Ambos dejaron el imperfecto de subjuntivo con indiferencia, y Jack, a quien se le había despertado la imaginación, hablaba ahora de lo que se rumoreaba sobre ellos. Ella, a pesar de que no conocía bien el inglés y de que él no era coherente, comprendió el sentido general de sus palabras y antes de que llegara a expresar su deseo de hacer algo para que ese rumor tuviera fundamento y a decir que era justo que así fuera porque ambos habían sufrido sin tener culpa, le interrumpió.

—¡Ah, capitán Aubrey! —exclamó—. Tengo que pedirle un favor.

Jack, sonriendo y mirando afectuosamente a la señora Fielding, dijo que podía pedirle lo que quisiera, que él estaba a su disposición y que le encantaría servirla.

—Muy bien —dijo ella—. Ya sabe que soy habladora, y que a menudo el doctor me lo ha dicho y me ha pedido que no hable tanto, pero no se me da bien escribir, al menos, escribir en inglés. Si le dicto un texto para que usted lo escriba en buen inglés, podré usar las palabras que escriba cuando envíe cartas a mi esposo.

—Muy bien —dijo Jack, dejando de sonreír.

Era exactamente como Jack se temía y le hizo comprender que había interpretado mal las señales. Decía que el señor Fielding debía saber que el admirable capitán Aubrey había evitado que Ponto se ahogara y que ahora Ponto adoraba al capitán y corría a su encuentro cuando le veía en la calle y que por eso la gente maliciosa decía que el capitán Aubrey y ella eran amantes, y que si ese rumor llegaba a sus oídos no debía hacerle caso.

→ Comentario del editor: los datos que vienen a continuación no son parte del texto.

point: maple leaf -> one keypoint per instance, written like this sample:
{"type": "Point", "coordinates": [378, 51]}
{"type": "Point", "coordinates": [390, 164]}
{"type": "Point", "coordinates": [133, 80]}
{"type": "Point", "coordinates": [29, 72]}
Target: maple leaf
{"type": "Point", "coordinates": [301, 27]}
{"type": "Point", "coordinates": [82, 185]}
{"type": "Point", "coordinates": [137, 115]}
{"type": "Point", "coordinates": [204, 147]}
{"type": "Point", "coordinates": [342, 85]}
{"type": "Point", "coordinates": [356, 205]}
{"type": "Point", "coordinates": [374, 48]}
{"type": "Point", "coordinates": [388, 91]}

Después decía que el capitán Aubrey era un hombre honorable y nunca ofendería a la esposa de un compañero con proposiciones deshonestas, que ella estaba tan segura de que era un hombre recto que le visitaba incluso sin su doncella. Y terminaba diciendo que el capitán Aubrey sabía perfectamente que ella no era una mengana.

—¿Mengana? —preguntó Jack, alzando la vista y dejando de mover la pluma.

—¿No es correcta esa palabra? ¡Estaba tan orgullosa de que la sabía!

—¡Oh, sí! —exclamó Jack—. Pero es difícil de escribir, ¿sabe?

Entonces, riendo para sus adentros, escribió «no soy una fulana» con mucho cuidado, para que las letras no pudieran confundirse, y sintió más vergüenza por haber hecho el ridículo que amargura por haber sufrido una decepción.

Se despidieron amistosamente, y entonces ella, mirándole con afecto, dijo:

—No olvidará usted mi fiesta, ¿verdad? He invitado al conde Muratori, que toca la flauta magníficamente.

—Nada me impediría asistir, a no ser que perdiera las dos piernas —dijo Jack—. Y aun así, iría en una parihuela.

—¿Se la recordará al doctor? —preguntó.

—Estoy seguro de que se acordará de ella él solo —dijo Jack, manteniendo la puerta abierta para que ella pasara—. Y si no… Pero ahí está —dijo, volviendo la cabeza para escuchar unos pasos en la escalera—. Cuando tiene prisa, muchas veces sube como un rebaño de ovejas descarriadas y no como un cristiano.

Era el doctor Maturin, pero ahora no estaba pálido y serio, como era habitual, sino sonrosado y risueño.

—¡Está empapado! —gritaron los dos.

Era cierto, y cuando se detuvo frente a ellos, se empezó a formar un charco bajo sus pies. Jack estuvo a punto de preguntarle «¿Te caíste al agua?», pero no quería poner en ridículo a su amigo, porque la respuesta tenía que ser necesariamente «Sí». El doctor Maturin era torpe en la mar, y a menudo, al pasar de una lancha a un barco o al bajar de un firme muelle de piedra a una embarcación inmóvil, incluso a una especie de góndola típica de aquella región especialmente diseñada para transportar de un modo seguro a hombres de tierra adentro, perdía el equilibrio y caía al mar. Eso le había ocurrido tantas veces que su ropa interior y el faldón de su chaqueta casi siempre tenían manchas blancas formadas por la sal seca.